Some of their customers. such as Quora or Reddit, were brought down. Some of them, like Netflix or SimpleGeo, largely survived. Since then, many of them posted very insightful analysis on what happened, how they reacted, and what they learned from this outage. You can find many of those writings in a nice list composed by @toddhoffious.
Outages are inevitable. We all know that’s true. We don’t have to like it, but we have to live with it. But thinking that good design can eliminate failure outright is naive. Demanding that our providers adapt their services to eliminate specific failures is where the rubber meets the road.
That’s absolutely correct. Outage is part of cloud life. It’s the service provider’s goal to eliminate this. But it will happen. By now, “designing for failure” has been a known principle for implementing a cloud application. I want to point out one more thing that any enterprise who use public cloud needs to do diligently. That is you have to proactively and holistically monitor your services deployed in the public cloud. You need a good weather forecast system.
What I meant “proactively” is that you can’t just wait for your service provider to send you alerts. For example, Amazon first admitted its EBS problem at 1:41am PDT. But for those customers who take the proactive approach, they detected the abnormality well ahead. For example, Heroku’s monitoring system raised alert at 1:15am, almost half hour earlier than Amazon’s first status update. This gives you critical time to mobilize your ops team, prepare, and investigate a remediation plan.
But to make sure your alert is meaningful and actionable, you also must have an extensive monitoring coverage.

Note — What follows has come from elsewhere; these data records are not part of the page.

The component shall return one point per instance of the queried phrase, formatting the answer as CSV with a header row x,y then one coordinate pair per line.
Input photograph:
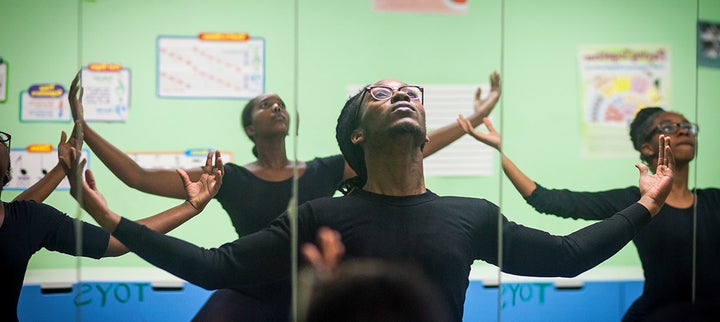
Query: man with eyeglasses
x,y
688,224
390,215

Bizo contributed the first reason of its survival of this outage to its services being well monitored, through an combination of external verification and CloudWatch data. Your monitoring system should have capabilities to monitor data provided by cloud provider, such as CloudWatch. In most of the time, these data are critical to give you a cloud resource view. But in this case, the CloudWatch service from that region were also affected. To avoid that, you also need either in-host/in-OS monitoring or external verification service to let you know service performance status. If your monitoring system can support both, you will even get bigger benefits from deployment and maintenance. In addition, it also makes the analysis described below much effective.
Collecting the data is the first step. You have to know how to analyze those data holistically to find the probable root cause. When your service uses lots of resources or has complicated architecture, you will be overwhelmed by alerts when a failure storm like the Amazon outrage happens. A sophisticated but intuitive analytic engine could help you correlate those events, learn the behavior, and pinpoint the probable root cause. This result, with the help of well-defined polices and runbooks, increases the self-resiliency of your cloud applications.
As @mkrigsman mentioned in his examination of Amazon’s cloud failure from CIO perspective,
Outsourcing does not relieve enterprise buyers of responsibility to manage their own destiny. For cloud computing, this means the enterprise must design applications for resiliency while planning for disaster recovery.
I will add that enterprise must also design their operations management solution for proactively and holistically detecting and isolating probable root cause of cloud applications. This will ultimately drive the resiliency of your cloud services.